Dina mencoba mengusapnya dengan alkohol. Sakit. Kulitnya memucat.

Ia membuka catatan kecil dan menuliskan:

“Luka ini tumbuh. Simbol di bawah kulitku muncul perlahan. Apakah ini… kutukan?”

Notifikasi HP-nya menyala.

Pesan dari Angga:

“Gue nemu nama di catatan Alvan. Dosen lama yang pernah nulis skripsi soal energi spiritual. Namanya Pak Ganjar. Dia masih hidup. Mau temui dia besok pagi?”

Dina langsung membalas:

“Harus. Luka gue makin parah.”

---

Keesokan Pagi Perpustakaan Tua, Depok

Perpustakaan itu berdiri di antara gedung-gedung tua. Pak Ganjar, pria berkacamata dengan rambut memutih dan wajah tenang, menyambut mereka dengan senyum kaku.

“Simbol tiga garis melingkar dan satu silang di tengah?” katanya sambil menyalakan lampu bacanya. “Saya pernah menulis tentang itu tahun 1994. Itu bukan simbol biasa. Itu... tanda wadah.”

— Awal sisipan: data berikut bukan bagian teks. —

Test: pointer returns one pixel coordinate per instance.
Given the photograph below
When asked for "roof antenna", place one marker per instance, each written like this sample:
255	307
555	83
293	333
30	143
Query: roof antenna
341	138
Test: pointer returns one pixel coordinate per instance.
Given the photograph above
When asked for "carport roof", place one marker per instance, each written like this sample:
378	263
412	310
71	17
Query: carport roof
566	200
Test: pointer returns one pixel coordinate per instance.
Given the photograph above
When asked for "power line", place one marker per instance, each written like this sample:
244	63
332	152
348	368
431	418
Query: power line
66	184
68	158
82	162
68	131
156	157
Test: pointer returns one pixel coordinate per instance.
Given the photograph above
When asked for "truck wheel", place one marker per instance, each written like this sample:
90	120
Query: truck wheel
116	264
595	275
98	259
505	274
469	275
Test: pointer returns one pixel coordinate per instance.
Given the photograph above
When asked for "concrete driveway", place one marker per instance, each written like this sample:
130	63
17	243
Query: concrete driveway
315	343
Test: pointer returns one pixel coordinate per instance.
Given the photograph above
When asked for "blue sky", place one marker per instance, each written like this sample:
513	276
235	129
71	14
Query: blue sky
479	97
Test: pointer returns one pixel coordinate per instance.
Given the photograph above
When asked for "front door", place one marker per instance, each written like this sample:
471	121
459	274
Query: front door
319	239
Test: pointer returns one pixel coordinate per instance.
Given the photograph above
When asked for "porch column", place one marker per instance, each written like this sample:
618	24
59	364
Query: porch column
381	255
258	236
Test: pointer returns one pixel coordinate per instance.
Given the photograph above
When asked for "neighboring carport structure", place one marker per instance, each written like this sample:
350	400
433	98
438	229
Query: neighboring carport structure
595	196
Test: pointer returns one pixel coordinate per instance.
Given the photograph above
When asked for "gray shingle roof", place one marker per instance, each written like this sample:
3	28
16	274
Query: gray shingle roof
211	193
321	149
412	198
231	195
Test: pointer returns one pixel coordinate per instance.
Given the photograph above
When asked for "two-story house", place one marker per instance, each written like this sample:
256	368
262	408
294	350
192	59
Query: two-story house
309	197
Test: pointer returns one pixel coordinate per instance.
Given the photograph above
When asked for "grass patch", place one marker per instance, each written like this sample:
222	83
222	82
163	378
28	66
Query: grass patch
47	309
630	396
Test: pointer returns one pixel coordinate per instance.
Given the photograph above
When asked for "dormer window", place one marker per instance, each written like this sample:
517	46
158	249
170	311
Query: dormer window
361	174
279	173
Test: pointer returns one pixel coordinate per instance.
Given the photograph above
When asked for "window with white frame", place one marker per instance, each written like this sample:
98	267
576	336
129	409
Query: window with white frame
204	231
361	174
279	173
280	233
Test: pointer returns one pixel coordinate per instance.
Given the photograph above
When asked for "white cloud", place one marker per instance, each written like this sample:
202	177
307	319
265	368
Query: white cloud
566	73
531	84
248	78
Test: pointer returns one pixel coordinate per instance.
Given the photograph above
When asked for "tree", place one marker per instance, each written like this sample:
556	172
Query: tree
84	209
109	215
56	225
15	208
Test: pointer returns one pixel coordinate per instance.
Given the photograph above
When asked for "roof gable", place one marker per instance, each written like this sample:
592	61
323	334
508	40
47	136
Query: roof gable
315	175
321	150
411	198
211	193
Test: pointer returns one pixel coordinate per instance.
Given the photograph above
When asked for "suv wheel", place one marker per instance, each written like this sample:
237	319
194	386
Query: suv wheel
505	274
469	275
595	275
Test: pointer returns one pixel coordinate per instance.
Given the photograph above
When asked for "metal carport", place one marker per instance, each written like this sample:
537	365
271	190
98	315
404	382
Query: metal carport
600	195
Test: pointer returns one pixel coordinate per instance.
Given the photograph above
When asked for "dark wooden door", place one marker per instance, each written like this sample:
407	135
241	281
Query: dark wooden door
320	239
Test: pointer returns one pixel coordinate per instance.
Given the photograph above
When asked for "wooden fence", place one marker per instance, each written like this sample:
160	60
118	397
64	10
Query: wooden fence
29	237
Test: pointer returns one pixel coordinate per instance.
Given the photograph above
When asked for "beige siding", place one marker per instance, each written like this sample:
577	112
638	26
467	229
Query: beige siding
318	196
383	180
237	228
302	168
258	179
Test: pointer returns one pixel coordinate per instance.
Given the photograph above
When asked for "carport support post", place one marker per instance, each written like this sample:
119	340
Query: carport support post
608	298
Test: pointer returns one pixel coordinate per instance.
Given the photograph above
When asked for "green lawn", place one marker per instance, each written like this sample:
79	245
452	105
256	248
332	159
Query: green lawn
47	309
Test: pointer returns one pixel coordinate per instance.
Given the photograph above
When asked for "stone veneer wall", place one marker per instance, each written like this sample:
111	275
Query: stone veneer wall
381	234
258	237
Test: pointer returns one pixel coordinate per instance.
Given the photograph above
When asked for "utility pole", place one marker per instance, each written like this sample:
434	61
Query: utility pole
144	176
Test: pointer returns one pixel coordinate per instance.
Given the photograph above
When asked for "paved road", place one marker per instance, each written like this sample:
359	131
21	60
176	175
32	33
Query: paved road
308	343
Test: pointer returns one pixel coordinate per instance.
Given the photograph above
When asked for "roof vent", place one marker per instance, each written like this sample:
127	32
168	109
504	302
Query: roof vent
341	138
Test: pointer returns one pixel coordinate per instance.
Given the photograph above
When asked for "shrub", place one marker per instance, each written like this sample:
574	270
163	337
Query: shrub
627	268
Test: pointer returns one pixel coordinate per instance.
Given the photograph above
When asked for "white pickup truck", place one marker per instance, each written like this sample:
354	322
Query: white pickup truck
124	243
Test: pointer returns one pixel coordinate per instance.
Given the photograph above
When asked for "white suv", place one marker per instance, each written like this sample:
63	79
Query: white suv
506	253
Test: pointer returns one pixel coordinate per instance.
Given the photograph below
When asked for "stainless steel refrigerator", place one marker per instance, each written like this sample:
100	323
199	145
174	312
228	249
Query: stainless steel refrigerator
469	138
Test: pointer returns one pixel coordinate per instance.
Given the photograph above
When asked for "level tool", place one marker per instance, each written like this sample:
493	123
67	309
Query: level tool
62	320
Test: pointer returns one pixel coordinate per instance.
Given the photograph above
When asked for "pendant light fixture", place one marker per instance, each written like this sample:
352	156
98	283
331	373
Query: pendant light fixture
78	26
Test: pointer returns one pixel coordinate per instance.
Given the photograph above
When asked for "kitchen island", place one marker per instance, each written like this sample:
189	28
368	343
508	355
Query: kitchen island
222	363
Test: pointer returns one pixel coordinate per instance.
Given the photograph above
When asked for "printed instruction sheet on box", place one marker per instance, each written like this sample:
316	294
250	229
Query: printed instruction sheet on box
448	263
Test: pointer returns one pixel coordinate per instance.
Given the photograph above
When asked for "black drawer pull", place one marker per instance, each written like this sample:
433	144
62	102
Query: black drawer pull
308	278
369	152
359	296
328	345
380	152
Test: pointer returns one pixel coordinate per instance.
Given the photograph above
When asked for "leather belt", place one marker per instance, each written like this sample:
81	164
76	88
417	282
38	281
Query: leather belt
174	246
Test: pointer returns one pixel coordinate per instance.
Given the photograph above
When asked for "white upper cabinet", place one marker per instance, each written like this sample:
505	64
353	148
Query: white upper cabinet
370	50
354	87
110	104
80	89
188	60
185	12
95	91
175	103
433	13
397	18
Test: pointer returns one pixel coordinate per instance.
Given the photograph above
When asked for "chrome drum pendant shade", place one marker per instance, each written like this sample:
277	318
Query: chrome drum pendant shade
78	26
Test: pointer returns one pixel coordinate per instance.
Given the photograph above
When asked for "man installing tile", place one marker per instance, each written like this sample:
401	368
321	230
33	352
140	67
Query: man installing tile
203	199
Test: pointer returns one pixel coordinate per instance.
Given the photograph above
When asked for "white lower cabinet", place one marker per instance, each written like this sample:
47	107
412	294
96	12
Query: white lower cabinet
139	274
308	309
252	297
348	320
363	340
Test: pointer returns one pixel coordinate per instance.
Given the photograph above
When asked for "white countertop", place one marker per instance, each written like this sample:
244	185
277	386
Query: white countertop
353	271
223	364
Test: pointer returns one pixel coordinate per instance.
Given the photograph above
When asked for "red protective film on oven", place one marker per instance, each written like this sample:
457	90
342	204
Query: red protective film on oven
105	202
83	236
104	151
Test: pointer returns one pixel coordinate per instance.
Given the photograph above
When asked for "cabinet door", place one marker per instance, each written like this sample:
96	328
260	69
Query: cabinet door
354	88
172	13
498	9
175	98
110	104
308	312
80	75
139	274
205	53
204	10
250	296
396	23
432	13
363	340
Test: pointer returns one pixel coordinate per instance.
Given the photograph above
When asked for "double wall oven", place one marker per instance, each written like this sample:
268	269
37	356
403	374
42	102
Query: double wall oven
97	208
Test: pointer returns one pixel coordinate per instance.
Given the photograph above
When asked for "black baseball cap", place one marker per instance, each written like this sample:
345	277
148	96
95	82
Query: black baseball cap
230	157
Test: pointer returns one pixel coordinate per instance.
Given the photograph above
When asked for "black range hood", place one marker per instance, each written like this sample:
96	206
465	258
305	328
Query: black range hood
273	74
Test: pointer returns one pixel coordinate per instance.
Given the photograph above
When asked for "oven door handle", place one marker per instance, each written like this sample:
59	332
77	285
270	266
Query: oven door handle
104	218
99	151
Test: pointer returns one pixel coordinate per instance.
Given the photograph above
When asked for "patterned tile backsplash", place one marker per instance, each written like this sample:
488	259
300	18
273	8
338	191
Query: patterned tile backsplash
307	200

Angga dan Dina saling pandang.

“Wadah?” tanya Angga pelan.

Pak Ganjar membuka map lusuh dan mengeluarkan satu gambar yang nyaris identik dengan simbol di tubuh Angga.

“Simbol ini akan muncul pada tubuh orang yang terbuka terhadap energi lorong. Tapi bukan semua orang... hanya mereka yang punya ‘ruang kosong’ di dalam jiwanya.”

Dina menggigit bibir. “Maksudnya... trauma?”

Pak Ganjar mengangguk. “Atau kehilangan mendalam.”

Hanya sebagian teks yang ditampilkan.